BRÈVE SYNTHÈSE SUR LA PROBLÉMATIQUE

DU MARIAGE DES PROTESTANTS

SOUS L’ANCIEN RÉGIME

par Robert POINARD, professeur de droit canonique, d’histoire de l’Église et d’histoire des institutions religieuses

SECONDE PÉRIODE : 1685 – 1724

 

La pré-révocation :

La période qui précède la révocation de l’édit de Nantes frappe le juriste par ses contradictions. L’année 1685 est l’année de toutes les folies, de toutes les incohérences. Du printemps à l’automne les textes de loi se succèdent dans la confusion qui montrent l’embarras du législateur face au double problème distinct de la célébration et de la juridiction, mais aussi, dans une monarchie de droit divin à soubassement théologique catholique, de l’imbrication du religieux et du politique.

Ainsi, l’édit de juin 1685 oblige les protestants à faire baptiser leurs enfants sous peine de condamnation à 400 livres d’amende (le baptême permet d’inscrire la naissance légale), alors même qu’on a commencé à fermer les temples, à chasser les pasteurs et qu’il devient matériellement impossible de procéder au baptême avec utilisation de l’état civil légal protestant. Les ministres ont souvent emporté les registres en quittant le pays ou les ont mis en lieu sûr. Or, parallèlement, à la requête des évêques qui s’inquiètent de tous ces enfants restés sans baptême (et sans existence légale…), le roi refuse que les protestants loyaux fassent baptiser leurs enfants par un prêtre catholique alors que ces parents voudraient simplement, leur pasteur étant parti en exil, se mettre en règle avec la loi divine et la loi civile…

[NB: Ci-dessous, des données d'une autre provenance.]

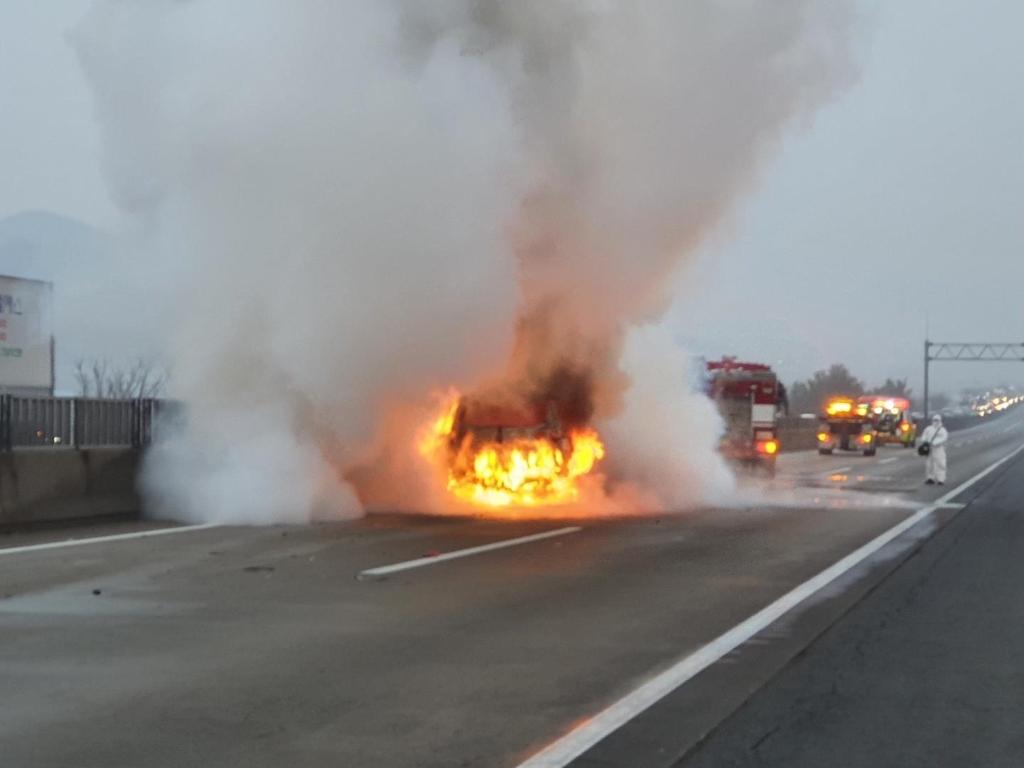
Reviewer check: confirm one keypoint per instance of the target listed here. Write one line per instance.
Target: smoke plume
(343, 208)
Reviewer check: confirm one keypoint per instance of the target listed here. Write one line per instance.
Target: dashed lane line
(104, 539)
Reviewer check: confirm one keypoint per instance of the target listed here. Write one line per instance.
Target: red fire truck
(748, 397)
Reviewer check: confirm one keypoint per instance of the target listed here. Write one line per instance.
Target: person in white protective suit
(935, 466)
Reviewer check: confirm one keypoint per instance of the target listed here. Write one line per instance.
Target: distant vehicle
(847, 424)
(893, 421)
(748, 396)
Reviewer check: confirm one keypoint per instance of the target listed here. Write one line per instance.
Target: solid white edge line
(102, 539)
(419, 562)
(559, 754)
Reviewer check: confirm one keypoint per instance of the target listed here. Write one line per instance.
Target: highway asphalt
(233, 646)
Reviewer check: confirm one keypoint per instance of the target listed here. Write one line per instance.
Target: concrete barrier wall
(44, 484)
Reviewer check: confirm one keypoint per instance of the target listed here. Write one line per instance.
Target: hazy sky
(905, 196)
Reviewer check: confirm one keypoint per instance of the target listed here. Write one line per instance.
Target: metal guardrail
(83, 422)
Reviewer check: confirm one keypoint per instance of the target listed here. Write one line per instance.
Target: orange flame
(527, 471)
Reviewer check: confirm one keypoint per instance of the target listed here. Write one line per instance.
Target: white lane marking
(576, 742)
(419, 562)
(102, 539)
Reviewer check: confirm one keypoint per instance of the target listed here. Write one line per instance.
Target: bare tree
(139, 377)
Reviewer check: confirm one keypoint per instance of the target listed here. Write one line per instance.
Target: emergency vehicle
(893, 420)
(847, 424)
(747, 395)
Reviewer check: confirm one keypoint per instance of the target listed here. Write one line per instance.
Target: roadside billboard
(26, 336)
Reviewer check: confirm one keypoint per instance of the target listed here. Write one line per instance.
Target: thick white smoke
(345, 207)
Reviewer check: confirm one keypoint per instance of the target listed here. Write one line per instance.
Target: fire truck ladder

Pour tenter de remédier à ces inconvénients fâcheux, le nouvel édit du 15 septembre 1685 prétend contrôler et réglementer l’état civil protestant tout en interdisant le culte réformé. L’édit prohibe donc la célébration publique du mariage protestant mais en autorise toutefois la célébration privée selon des formes légales précises (contrat de mariage notarié, bénédiction du pasteur, déclaration au juge royal devant quatre témoins). Encore faudrait-il trouver un pasteur… Il s’agit donc bien d’interdire le culte mais de ne pas se retrouver dans un vide juridique qui laisserait sans état civil un grand nombre de sujets… Mais la nouvelle mesure sera de très courte durée : un mois plus tard, le 18 octobre, par l’édit de Fontainebleau, toute la législation concernant les protestants est purement et simplement abolie en un texte de quelques brefs articles, laissant subsister pour des décennies d’énormes problèmes juridiques et humains…

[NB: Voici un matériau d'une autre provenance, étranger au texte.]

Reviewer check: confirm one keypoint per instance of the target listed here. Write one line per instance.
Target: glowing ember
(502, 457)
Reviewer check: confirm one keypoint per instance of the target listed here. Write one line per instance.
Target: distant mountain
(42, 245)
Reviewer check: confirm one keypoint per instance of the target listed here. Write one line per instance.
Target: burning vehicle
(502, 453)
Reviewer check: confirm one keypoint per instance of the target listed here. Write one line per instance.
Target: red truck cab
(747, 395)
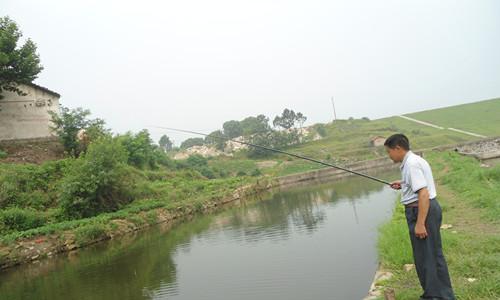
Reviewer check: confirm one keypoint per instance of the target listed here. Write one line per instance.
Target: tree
(288, 119)
(140, 149)
(232, 129)
(70, 122)
(300, 119)
(217, 139)
(165, 143)
(252, 125)
(18, 65)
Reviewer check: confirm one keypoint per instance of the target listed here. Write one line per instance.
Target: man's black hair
(398, 140)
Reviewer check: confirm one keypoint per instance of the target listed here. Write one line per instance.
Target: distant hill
(481, 117)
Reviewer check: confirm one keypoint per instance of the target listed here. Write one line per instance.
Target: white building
(27, 117)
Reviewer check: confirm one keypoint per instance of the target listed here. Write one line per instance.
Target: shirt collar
(405, 159)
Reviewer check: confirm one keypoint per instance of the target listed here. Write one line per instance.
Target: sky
(194, 64)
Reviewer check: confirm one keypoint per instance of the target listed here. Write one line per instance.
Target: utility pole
(334, 113)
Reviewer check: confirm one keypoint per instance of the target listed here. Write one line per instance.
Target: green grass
(480, 117)
(469, 197)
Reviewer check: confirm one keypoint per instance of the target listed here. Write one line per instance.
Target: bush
(141, 150)
(208, 173)
(17, 219)
(31, 185)
(256, 172)
(321, 130)
(89, 233)
(69, 122)
(98, 181)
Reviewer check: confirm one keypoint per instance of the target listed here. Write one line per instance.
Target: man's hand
(420, 231)
(396, 185)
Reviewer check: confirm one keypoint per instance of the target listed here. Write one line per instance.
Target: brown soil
(32, 151)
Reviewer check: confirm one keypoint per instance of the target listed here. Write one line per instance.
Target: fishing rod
(278, 151)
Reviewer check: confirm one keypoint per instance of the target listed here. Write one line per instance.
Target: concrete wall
(26, 117)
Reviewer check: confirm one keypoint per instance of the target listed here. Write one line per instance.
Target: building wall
(25, 117)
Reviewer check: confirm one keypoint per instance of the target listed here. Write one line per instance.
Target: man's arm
(423, 209)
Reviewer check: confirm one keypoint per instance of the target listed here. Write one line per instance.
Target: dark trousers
(430, 263)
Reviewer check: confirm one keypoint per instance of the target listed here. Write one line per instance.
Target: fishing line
(277, 151)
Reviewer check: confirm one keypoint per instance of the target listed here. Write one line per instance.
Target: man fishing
(424, 216)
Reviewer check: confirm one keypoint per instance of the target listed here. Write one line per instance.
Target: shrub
(256, 172)
(31, 185)
(89, 233)
(98, 181)
(141, 150)
(17, 219)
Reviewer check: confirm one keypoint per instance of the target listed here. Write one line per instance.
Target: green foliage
(192, 142)
(479, 186)
(216, 138)
(321, 130)
(70, 122)
(288, 119)
(97, 182)
(89, 233)
(272, 139)
(196, 160)
(141, 150)
(18, 219)
(165, 143)
(31, 185)
(252, 125)
(232, 129)
(256, 172)
(17, 64)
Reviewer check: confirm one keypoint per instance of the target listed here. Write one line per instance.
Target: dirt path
(439, 127)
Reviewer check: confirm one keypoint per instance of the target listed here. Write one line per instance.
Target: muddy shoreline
(41, 247)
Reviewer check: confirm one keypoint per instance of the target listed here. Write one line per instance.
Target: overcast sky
(194, 64)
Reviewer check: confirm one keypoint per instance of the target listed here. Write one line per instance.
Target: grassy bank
(468, 195)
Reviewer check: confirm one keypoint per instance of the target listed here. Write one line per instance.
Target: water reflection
(281, 247)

Cette courte période, du printemps à l’automne 1685, permet de saisir combien le roi devait subir d’influences diverses et contradictoires, à la limite de l’incohérence politique. Les décisions n’ont visiblement pas été prises dans la sérénité mais dans un climat de confusion que la lecture des divers textes du moment laisse pressentir…

 

La révocation et ses conséquences juridiques :

L’édit de révocation, dit de Fontainebleau, annule la totalité des dispositions des édits antérieurs de Nantes (1598) et de Nîmes (1629). Il n’existe plus de protestantisme en France et, comme à la braderie, tout doit disparaître : biens et personnes. Ceux qui ne se plient pas aux nouvelles dispositions seront poursuivis des rigueurs de la loi (ou devront quitter le royaume) et ceux qui restent devront se soumettre. Ce sont les fameux "nouveaux réunis" ou "nouveaux convertis" (ou "nouveaux catholiques") qui reprennent par obligation le chemin des églises catholiques. Enfin, l’ultime article 12, que l’on oublie souvent de citer, a vraiment de quoi surprendre : la liberté de conscience reste acquise au huguenot pourvu qu’il le demeure en privé ! On va donc s’engager effectivement dans une longue période de double jeu dont personne ne sera dupe (et surtout pas les curés de campagne qui connaissent tout leur monde), hypocrisie qui perdurera pratiquement jusqu’au règne de Louis XVI.

L’état civil protestant étant supprimé, il faut avoir recours aux registres de catholicité pour se voir reconnaître une existence légale : le plus urgent est donc de courir chez le curé du lieu faire baptiser les enfants et convalider les mariages afin de bénéficier des effets civils du mariage canonique. C’est ainsi qu’après 1685 on voit figurer sur les registres catholiques baptêmes, mariages et sépultures d’anciens protestants rentrés dans le rang. Les récalcitrants prennent le risque de recourir aux pasteurs clandestins et itinérants. C’est la période durant laquelle les registres huguenots sont parfois si difficiles à retrouver dans certaines régions.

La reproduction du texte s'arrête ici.